How to refer to a variable range - arrays

I want to refer a range of data in my excel sheet that is of variable range. Means this month data have 80 rows but next month it could be of 100 rows. So i just wanted a method to refer a range for variable range. So that i can use that method in following formula:-
=SUMPRODUCT(Allocation_Updt!$J$2:$J$83*((RIGHT(Allocation_Updt!$F$2:$F$83,6)+0)=$E62))/100
Here 83 is the last row of the data sheet. but it can be changed next time. Setting it to 10000(Almost max limit of my data) will give me error.

Try converting the range of data to a table. It will automatically apply a name to each column. These column names can be used to refer to the data in the column, and that range of data will be dynamic going forward.

Use,
match(1e99, Allocation_Updt!$J:$J)
... to find the row number of the last number or date in a column. With the last value in J83 all of the following three range references are the same thing
Allocation_Updt!$J$2:$J$83
Allocation_Updt!$J$2:index(Allocation_Updt!J:J, match(1e99, Allocation_Updt!$J:$J))
index(Allocation_Updt!J:J, 2)):index(Allocation_Updt!J:J, match(1e99, Allocation_Updt!$J:$J))
So your SUMPRODUCT function can be dynamically limited to exactly what is needed with,
=SUMPRODUCT(Allocation_Updt!$J$2:index(Allocation_Updt!$J:$J, match(1e99, Allocation_Updt!$J:$J))*((RIGHT(Allocation_Updt!$F$2:index(Allocation_Updt!$F:$F, match(1e99, Allocation_Updt!$J:$J)),6)+0)=$E62))/100
Note that the last row number in column J is used to get the last valid entry in both column F and column J.
Given the persnickety nature of SUMPRODUCT, I might perform some tests with,
=sumifs(Allocation_Updt!$J:$J, Allocation_Updt!$F:$F, "*"&$E62)/100
That is not specifically a 'right-most 6 character match'; it is an 'ends-with-E62' match. Some testing on your own data will quickly prove whether this is a viable alternative. It is more efficient, more forgiving and you can use full column references without penalty.

Related

speed up array formula

I have the following formula which I will explain below:
{=SUM(IF(($G$1:$L$1=$O$1)*($G$2:$L$2=$O$2)*($G$3:$L$3=$O$3)*($G$4:$L$4=$O$4)*($G$5:$L$5=$O$5)*($G$6:$L$6=$O$6)*($G$7:$L$7=$O$7);G21:L21))}
Here is what the worksheet looks like:
Under columns G - L we have a 'database' of all data. These columns will be added cumulatively each quarter (approx 30 columns a quarter). So after a few years we have ended up with a bunch of database columns (1000 + columns of raw data). For the sake of this demo, I have only included those 6 columns.
As you can see, each column contains specific parameters, between rows 1 - 7, which allows to identify specific CountryCode + Project Code + Category + Fiscal Year, + ... (etc.).
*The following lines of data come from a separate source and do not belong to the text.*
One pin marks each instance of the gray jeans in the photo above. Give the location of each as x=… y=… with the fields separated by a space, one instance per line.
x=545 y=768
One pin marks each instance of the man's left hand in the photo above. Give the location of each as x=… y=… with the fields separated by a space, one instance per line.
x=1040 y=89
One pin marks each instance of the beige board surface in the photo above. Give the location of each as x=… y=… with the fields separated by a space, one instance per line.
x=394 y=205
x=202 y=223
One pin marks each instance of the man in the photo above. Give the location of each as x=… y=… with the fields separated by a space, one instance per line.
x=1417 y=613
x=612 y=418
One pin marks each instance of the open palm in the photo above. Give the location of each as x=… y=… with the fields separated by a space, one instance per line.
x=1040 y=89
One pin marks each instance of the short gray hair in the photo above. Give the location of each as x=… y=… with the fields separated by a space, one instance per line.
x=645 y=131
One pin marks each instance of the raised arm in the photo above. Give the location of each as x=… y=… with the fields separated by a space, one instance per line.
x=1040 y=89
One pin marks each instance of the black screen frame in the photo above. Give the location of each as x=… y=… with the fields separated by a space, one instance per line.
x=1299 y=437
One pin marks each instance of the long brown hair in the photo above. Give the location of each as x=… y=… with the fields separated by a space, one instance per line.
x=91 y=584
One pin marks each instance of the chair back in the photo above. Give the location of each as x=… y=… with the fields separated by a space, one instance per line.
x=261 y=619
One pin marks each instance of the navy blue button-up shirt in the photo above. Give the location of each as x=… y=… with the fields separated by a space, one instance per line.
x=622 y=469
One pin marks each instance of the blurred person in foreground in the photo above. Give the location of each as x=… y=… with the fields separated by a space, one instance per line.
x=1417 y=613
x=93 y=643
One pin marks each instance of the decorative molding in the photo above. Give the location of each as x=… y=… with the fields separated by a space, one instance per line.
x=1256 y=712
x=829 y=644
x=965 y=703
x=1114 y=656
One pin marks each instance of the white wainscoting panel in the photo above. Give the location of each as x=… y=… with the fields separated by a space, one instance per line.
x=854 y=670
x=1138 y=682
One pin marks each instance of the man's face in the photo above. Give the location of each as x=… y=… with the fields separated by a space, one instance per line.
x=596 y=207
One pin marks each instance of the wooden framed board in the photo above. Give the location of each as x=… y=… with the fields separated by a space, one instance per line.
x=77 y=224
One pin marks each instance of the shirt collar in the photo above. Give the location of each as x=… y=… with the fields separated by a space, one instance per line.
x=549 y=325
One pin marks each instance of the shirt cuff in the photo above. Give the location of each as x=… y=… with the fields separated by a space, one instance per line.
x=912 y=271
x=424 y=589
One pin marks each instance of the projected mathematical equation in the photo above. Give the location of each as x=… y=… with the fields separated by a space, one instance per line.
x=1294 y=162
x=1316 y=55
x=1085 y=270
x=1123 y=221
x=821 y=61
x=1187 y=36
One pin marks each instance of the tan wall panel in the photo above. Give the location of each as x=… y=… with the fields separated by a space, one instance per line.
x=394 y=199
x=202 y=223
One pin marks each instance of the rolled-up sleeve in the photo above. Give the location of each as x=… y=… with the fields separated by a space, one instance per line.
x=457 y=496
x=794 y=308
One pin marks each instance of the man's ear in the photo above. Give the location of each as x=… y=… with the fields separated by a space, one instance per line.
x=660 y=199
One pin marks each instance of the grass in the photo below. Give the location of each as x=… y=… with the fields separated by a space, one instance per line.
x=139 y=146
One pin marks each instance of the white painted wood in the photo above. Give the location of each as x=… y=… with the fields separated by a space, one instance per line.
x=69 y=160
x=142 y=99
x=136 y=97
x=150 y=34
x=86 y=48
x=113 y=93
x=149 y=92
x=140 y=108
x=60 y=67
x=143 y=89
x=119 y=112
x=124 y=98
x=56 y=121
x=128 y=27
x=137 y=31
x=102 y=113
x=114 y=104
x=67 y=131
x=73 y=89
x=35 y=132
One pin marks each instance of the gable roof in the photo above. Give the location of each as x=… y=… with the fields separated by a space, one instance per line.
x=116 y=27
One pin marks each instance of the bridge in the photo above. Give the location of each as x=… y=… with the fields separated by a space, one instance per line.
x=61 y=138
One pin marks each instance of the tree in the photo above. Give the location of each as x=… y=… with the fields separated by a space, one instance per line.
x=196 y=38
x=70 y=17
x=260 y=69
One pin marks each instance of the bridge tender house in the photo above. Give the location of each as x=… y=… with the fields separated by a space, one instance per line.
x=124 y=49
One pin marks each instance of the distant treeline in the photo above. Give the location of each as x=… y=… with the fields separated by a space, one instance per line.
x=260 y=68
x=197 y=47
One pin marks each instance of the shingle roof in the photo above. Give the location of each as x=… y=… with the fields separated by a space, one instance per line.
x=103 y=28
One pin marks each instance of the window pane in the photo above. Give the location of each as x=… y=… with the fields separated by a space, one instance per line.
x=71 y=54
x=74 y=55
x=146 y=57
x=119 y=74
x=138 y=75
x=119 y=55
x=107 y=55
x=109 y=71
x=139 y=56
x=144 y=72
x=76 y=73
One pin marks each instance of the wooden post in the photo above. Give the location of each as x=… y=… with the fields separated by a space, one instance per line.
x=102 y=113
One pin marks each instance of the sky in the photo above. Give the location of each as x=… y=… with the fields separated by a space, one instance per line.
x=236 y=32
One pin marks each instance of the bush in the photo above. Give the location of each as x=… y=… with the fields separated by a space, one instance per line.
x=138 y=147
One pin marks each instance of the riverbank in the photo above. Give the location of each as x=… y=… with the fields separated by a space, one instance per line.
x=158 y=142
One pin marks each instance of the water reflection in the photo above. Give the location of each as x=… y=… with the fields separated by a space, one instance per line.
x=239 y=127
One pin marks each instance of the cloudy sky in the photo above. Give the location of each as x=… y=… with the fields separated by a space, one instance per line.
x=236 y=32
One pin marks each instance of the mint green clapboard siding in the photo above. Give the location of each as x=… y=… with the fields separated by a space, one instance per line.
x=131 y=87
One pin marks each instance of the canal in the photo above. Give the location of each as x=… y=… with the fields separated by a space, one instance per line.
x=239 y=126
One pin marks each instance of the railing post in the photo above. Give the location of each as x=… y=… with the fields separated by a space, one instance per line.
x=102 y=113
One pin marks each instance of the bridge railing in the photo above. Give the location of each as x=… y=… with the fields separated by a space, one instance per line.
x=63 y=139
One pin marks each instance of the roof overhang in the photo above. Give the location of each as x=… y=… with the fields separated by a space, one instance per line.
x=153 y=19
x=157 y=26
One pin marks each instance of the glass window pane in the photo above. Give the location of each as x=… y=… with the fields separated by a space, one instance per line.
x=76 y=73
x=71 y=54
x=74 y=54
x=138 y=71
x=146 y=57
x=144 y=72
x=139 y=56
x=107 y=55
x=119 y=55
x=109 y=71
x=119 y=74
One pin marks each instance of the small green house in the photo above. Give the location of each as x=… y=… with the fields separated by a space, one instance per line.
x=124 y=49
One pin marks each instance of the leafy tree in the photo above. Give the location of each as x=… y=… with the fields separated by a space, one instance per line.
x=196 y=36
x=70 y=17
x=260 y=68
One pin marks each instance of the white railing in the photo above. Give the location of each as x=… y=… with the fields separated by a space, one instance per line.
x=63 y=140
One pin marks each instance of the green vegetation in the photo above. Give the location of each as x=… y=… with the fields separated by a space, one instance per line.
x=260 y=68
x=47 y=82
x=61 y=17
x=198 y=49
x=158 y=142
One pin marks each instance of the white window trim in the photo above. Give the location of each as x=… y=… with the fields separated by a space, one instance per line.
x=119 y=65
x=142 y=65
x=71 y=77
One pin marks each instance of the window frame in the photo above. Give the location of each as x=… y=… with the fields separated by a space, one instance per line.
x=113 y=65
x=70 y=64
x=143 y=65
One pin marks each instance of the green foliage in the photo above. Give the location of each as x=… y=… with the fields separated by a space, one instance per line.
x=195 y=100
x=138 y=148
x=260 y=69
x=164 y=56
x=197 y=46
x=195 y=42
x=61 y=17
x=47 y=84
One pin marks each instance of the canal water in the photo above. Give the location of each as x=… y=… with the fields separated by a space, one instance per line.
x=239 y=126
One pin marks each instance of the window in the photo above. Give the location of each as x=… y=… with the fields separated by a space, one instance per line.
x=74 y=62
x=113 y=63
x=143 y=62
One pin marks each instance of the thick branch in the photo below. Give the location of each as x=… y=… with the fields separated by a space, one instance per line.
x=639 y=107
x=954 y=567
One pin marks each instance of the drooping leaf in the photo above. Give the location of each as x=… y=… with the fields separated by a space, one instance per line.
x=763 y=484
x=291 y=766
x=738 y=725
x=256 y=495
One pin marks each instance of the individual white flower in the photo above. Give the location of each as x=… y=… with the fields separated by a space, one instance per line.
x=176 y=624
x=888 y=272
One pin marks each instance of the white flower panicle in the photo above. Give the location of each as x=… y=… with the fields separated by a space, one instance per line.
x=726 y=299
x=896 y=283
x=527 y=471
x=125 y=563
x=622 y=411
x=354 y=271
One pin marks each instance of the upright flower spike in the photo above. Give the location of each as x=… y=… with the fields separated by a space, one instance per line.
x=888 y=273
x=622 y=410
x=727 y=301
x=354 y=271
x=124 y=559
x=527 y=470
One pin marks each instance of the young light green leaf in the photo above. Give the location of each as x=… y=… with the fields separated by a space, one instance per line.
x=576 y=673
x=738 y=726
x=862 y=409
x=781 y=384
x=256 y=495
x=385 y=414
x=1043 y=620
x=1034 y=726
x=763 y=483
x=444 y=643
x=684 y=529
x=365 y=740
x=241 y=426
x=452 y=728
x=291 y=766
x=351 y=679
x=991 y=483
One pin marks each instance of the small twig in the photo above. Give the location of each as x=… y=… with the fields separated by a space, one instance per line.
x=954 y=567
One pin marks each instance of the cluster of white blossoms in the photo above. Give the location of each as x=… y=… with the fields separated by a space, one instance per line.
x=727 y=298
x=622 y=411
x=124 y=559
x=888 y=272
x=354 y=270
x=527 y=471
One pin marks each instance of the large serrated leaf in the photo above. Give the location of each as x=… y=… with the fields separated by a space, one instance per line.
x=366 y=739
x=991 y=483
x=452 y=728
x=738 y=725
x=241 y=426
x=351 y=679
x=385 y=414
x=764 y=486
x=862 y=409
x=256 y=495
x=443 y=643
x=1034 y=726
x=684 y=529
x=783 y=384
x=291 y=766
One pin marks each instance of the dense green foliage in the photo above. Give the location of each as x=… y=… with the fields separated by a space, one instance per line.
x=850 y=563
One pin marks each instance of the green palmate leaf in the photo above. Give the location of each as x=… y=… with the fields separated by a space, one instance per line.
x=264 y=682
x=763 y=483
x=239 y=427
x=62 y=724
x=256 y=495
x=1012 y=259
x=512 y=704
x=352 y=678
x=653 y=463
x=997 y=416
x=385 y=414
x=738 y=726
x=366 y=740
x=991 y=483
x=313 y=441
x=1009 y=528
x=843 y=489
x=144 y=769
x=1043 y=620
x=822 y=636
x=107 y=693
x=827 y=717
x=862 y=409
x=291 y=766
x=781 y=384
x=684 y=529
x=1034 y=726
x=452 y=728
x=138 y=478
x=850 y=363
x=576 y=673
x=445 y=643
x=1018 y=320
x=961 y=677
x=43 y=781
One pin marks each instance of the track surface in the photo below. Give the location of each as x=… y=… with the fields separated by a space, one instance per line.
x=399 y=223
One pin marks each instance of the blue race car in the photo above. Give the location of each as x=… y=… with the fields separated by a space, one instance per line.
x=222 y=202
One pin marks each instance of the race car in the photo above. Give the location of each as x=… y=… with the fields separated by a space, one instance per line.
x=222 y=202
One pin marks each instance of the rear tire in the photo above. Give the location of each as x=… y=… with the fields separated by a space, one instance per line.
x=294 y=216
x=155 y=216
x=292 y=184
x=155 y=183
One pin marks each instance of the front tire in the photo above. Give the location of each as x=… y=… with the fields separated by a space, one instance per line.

This allows us to track down a unique specific project and retrieve its data.
What we have afterwards on the column O is a specific project we are trying to retrieve values for (you can see that the rows 1 - 7 are the same as under column G (we are trying to retrieve values for this particular project).
Here comes our formula. I have attached above. Here is what it looks like when I press F2. As you can see the IF statement is first simply checking whether the particular columns match the pre-defined criteria under column O and it sums all the columns that match all the criteria between rows 1-7.
Now here is the problem. We have a worksheet, which contains 20 projects (such as column O) and we are using this array formula there to retrieve values. The problem is that retrieving data using this way takes A LOT OF TIME. We have also adopted a principle via VBA that we iterate through all the cells, then we insert a formula, calculate array cell, and then we copy & Paste resulting value inside (so that we won't end up with full sheet of array formulas). However it still takes LONG to calculate (1 minute or so).
I was wondering, if there is a better solution how to retrieve the data in the already mentioned format (that means we have a specific criteria we are trying to find)? Maybe SUMIFS could be better? Or sumproduct? Or even compeltely different solution?
I am open to any proposal which would fasten the process.
i met similar problem about 2 weeks ago. At first i use a helper column/row. The helper column is to concatenate the 7 string in each column. then only use the IF function to check if the joined text match. Such as, assuming the helper row is row 8 per your sample, cell G8 formula would be
=CONCATENATE(G1,"|",G2,"|",G3,"|",G4,"|",G5,"|",G6,"|",G7)
and do the same for the rest including column O
=CONCATENATE(O1,"|",O2,"|",O3,"|",O4,"|",O5,"|",O6,"|",O7)
Then do a HLOOKUP
=HLOOKUP(O8,G8:L21,14,0)
In my case, the calculation time reduce from 10 min to a few seconds!
Alternatively I also found a way to do without helper column, using array again, but the idea is pretty much the same,
the formula in O21 as per your sample would be
=SUM(IF(CONCATENATE(G1:L1,G2:L2,G3:L3,G4:L4,G5:L5,G6:L6,G7:L7)=CONCATENATE(O1,O2,O3,O4,O5,O6,O7),G21:L21))
(i didn't add in the "|" delimiter for this formula, but it is better to do so)
But in the end I prefer the helper column method.
For your reference
HTH
To improve performance avoid reapeating same calculations multiple times.
This allows us to track down a unique specific project and retrieve its data.
If a combination of 7 values is unique, calculate the position of chosen project only once in helper cell (for example O15) with array formula (confirmed with Ctrl+Shift+Enter:
=MATCH(1;(G1:L1=O1)*(G2:L2=O2)*(G3:L3=O3)*(G4:L4=O4)*(G5:L5=O5)*(G6:L6=O6)*(G7:L7=O7);0)
Use the following formula in O21 and drag down:
=INDEX(G21:L21;1;$O$15)

How can I find and pass a cell reference into the StDev.P command in Excel 2010?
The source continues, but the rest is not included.